A Super-Nobreza. A Realeza: Mestres da Guerra, de Rob Williams, Simon Coleby, Gary Erskine e J. D. Mettler

A Realeza é um quadrinho da Vertigo que reconta a história da Segunda Guerra Mundial, mas reimaginando-a sobre o que aconteceria se a nobreza mundial possuísse poderes super humanos e a acabasse se envolvendo na Guerra. Claro, esse envolvimento poderia mudar todo o rumo de um dos mais destruidores combates que a humanidade já presenciou É sobre a Realeza que vamos falar agora, sigam-me os aliados!

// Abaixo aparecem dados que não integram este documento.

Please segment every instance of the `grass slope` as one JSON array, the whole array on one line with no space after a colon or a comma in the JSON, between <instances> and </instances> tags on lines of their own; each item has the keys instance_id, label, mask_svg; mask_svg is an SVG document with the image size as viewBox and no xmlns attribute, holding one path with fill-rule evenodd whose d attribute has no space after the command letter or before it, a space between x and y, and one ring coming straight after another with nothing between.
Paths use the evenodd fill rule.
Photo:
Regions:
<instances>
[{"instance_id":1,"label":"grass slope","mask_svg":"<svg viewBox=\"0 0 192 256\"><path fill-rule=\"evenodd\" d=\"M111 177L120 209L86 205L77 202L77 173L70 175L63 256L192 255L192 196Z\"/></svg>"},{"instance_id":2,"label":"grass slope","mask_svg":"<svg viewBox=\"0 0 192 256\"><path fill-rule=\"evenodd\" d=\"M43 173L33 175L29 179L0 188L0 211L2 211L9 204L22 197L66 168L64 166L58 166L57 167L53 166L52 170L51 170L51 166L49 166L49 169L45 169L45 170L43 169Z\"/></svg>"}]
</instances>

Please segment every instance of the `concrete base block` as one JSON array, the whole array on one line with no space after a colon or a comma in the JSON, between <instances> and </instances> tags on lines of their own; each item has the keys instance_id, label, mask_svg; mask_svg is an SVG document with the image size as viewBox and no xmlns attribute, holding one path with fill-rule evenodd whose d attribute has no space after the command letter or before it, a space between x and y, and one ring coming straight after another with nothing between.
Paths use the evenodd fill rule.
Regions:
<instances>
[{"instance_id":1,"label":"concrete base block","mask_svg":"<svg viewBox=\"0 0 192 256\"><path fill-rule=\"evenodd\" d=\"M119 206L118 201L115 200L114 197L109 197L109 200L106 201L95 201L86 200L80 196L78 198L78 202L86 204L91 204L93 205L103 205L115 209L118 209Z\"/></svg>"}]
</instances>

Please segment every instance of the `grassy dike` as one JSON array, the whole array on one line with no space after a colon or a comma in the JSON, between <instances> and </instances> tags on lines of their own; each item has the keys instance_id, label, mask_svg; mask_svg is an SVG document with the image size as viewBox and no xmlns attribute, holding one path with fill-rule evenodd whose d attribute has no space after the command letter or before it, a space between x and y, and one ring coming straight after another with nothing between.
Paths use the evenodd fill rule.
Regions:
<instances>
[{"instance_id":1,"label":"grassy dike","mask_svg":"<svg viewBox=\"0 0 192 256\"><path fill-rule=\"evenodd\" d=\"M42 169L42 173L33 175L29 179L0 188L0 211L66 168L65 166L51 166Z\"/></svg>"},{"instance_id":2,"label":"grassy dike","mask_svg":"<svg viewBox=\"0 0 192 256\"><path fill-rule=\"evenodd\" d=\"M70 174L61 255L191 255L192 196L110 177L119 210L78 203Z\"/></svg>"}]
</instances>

Vertigo_2017_07_A_RealezaA Realeza: Mestres da Guerra faz parte do esforço da Nova Vertigo, após a saída de Karen Berger, a grande editora criadora e mantenedora do selo por anos. Muitos críticos de quadrinhos dizem que o selo perdeu força com a saída da editora. Mas A Realeza é um bom exemplo do que deu certo nessa nova fase, juntamente com Corpos, de Si Spencer, que também já foi resenhado aqui no blog.

Leia uma resenha de Corpos, de Si Spencer e Vários Artistas, aqui.

A história é escrita por Rob Williams, um escritor inglês que vinha se destacando na Rebellion, a editora da revista 2000 a.D. No Brasil ele é conhecido por passagens nada notórias nas histórias de Daken, o filho de Wolverine, o Wolverine Sombrio e também como criador da Motoqueira Fantasma da Guatemala, a mulher conhecida apenas por Alejandra. Agora, na iniciativa Renascimento da DC Comics, Williams é responsável pela revista do Esquadrão Suicida, desenhada por Jim Lee.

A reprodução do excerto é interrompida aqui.